How did marriage lose most of its meaning? How has it gone from being regarded as an institution that formed the conjugal bond, established nuclear families, knit vital social ties across extended familial units, and forged the necessary social cohesion for the sheltering and rearing of children, to a more-or-less optional affirmation of love?
True, the same-sex marriage debate has rekindled some interest in the institution and its purposes. But that imbroglio seems more like the last flaring of a star before it goes cold rather than a true rekindling.
The weakening of the institution has been ongoing for so many years that it is difficult to discern the proverbial tipping point. But I have a good candidate: The 1976 California Supreme Court case, Marvin v. Marvin.
Wow, I had never heard of this wierd CA case, but it is indeed symptomatic of the sea change in cultural attitudes toward marriage in North America. One could certainly suggest alternative events or dates, but I would tend to agree that the problems go back at least 30-40 years, and maybe further.
For example, some of us believe that the cultural tipping point was when No Fault Divorce became normal in the US. Lots of us think that the advent of No Fault Divorce is a prime illustration of the Law of Unintended Consequences. Designed primarily to eliminate the ugliness and sheer nastiness of proving which side/spouse was at fault in a failed marriage, the unintebded result of this momentous change was to make divorce way too easy to get. This was especially true when one partner could be granted a divorce by the state over the strong objections of the other partner who still hoped (often unrealistically, but sincerely) to save the marriage somehow. And the rest is history…

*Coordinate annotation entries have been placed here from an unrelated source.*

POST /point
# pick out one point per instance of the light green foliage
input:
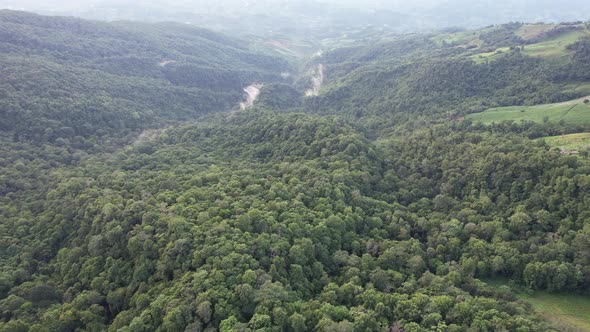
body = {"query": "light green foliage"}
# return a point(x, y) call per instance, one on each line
point(573, 112)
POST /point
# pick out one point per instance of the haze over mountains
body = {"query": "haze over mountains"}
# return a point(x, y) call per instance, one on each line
point(294, 166)
point(323, 17)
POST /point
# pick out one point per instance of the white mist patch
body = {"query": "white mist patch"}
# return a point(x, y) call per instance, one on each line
point(317, 80)
point(164, 63)
point(252, 93)
point(148, 135)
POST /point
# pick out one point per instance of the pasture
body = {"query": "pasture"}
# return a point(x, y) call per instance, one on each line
point(571, 112)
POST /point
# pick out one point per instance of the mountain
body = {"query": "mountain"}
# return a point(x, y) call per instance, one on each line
point(411, 182)
point(65, 77)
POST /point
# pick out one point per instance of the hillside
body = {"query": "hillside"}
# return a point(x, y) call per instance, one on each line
point(66, 77)
point(372, 187)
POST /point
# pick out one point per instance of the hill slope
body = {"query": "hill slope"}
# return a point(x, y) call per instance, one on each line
point(65, 77)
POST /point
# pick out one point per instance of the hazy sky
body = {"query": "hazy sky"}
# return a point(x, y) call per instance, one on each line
point(414, 15)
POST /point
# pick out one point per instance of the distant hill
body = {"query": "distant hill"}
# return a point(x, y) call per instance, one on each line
point(66, 77)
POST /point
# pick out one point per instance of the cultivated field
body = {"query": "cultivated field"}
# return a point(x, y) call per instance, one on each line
point(565, 312)
point(571, 112)
point(569, 142)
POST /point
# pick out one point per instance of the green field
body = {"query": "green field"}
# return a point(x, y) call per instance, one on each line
point(565, 312)
point(569, 142)
point(571, 112)
point(555, 47)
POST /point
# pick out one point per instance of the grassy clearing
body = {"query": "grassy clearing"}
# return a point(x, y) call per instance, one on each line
point(569, 142)
point(565, 312)
point(553, 48)
point(532, 31)
point(571, 112)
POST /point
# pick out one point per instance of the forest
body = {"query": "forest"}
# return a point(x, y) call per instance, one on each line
point(134, 196)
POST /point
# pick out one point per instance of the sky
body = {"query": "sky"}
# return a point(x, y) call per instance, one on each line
point(400, 14)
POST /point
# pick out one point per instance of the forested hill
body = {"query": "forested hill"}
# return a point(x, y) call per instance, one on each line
point(368, 203)
point(67, 77)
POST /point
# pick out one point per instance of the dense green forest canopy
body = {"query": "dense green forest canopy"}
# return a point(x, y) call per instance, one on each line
point(135, 197)
point(67, 77)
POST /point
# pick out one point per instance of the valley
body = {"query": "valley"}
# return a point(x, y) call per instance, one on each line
point(167, 177)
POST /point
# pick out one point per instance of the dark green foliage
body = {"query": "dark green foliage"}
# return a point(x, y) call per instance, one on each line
point(382, 216)
point(91, 78)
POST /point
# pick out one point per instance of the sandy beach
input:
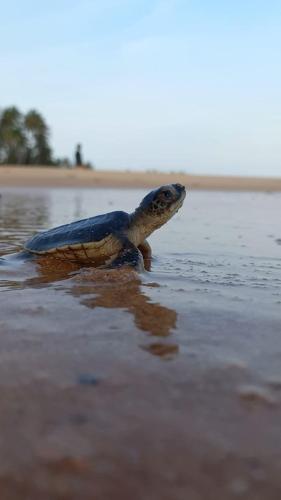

As for the collapse of the theology of marriage in the Church, there are a growing number of us who believe that the tipping point in TEC’s recent history was the approval in 1970 of a far more “progressive” stance toward divorce and remarriage. And it was particularly unseemly (and symptomatic) that when TEC revised its canon law in 1970 to allow easy remarriage after divorce with very few, if any, real restrictions, in many places the first people to take advantage of the new permissiveness were clergy stuck in unhappy marriages! In retrospect, I suspect that this capitulation to the Sexual Revolution of the 1960s set the trajectory that TEC has been on ever since.
But of course, I’m well aware that some people would point much further back in time, and say that worldwide Anglicanism began to go wrong about sex and marriage way back in 1930 when the Lambeth Conference of bishops gave approval in principle to the use of contraceptives by married couples!